IUMA was the Internet’s original hosting service for licensed music downloads. Launched in 1993, it not only predated MP3.com as a service where musicians could upload their own songs, but actually came before the MP3 format and most of the web itself. But the site also struggled to pioneer a business model for online music, and eventually shut down in 2006, with hundreds of thoudsands of songs going offline – until now.

The birth of IUMA

IUMA’s story began in the early nineties with a guy called Jeff Patterson, who was playing with a punk band called The Ugly Mugs in Santa Cruz, California. The band was touring local clubs but wanted to reach a wider audience. One day, Patterson and his friend Rob Lord — who later went on to work for the MP3 software maker Nullsoft — stumbled across the MP2 audio format.

That predecessor of today’s MP3 files offered the ability to compress music files to about a tenth of their original size without sounding too bad, and Patterson and Lord started to upload MP2-compressed Ugly Muggs songs to a public FTP server.

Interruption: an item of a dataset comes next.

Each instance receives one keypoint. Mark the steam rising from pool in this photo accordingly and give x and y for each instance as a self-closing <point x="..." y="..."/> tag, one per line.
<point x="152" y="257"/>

Soon, they started to upload songs of roommates and other local bands as well. Then they decided to make the music more accessible, first through a gopher page and then a website. The Internet Undergroud Music Archive was born.

Fame and struggles

IUMA was a pioneer and it captured many people’s imaginations. CNN and Rolling Stone reported on the site, and Rob Lord told a reporter of the San Jose Mercury News that the site wanted to “destroy record labels.”

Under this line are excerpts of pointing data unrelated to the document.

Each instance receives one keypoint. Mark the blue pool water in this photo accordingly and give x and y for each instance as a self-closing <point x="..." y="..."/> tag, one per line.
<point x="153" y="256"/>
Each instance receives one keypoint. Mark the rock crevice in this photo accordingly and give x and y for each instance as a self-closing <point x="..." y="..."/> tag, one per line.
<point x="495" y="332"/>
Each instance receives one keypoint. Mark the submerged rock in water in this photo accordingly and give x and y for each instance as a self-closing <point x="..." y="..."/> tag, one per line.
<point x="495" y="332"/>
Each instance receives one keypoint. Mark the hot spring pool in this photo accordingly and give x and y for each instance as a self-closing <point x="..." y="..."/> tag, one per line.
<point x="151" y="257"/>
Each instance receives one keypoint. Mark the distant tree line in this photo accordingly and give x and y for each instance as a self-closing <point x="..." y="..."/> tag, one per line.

IUMA initially just asked musicians for donations, then started to charge them hefty fees to distribute their music. The company also briefly ran its own record label, offering bands the ability to sell their CDs through the site. And in 1997 — just before Napster was ready to disrupt the music industry with MP3 file sharing — IUMA decided to partner with Liquid Audio to sell copy-protected downloads. Guess how that turned out.

The site was bought by Emusic a year later, and for a while flourished — only to be hit hard when the bubble burst. Emusic laid off IUMA’s staff in early 2001, and sold it to the European online music venture Vitaminic in March of that year. The company initially promised to use IUMA for its U.S. expansion, but eventually shut it down by 2006.

Saved by John Gilmore

Luckily, Electronic Frontier Foundation co-founder John Gilmore managed to scrape the site before it went completely dark. Again, from Scott’s blog:

“He grabbed a copy of all he could – which wasn’t all of it, of course, but it was a hell of a lot of it. He stored them on some backup tapes, and as the site went down, disappeared, and faded into the mists of memory, he looked for a chance to have someone get a copy up somewhere. I was that person.”

Uploading all that data apparently took some time, but Scott tweeted late Monday that IUMA is resurrected:

The resulting archive isn’t just a whole lot of interesting music — with many tracks of musicians who later went on to be famous — it’s also an early testiment of the power of disruption that the Internet would exert on the music industry.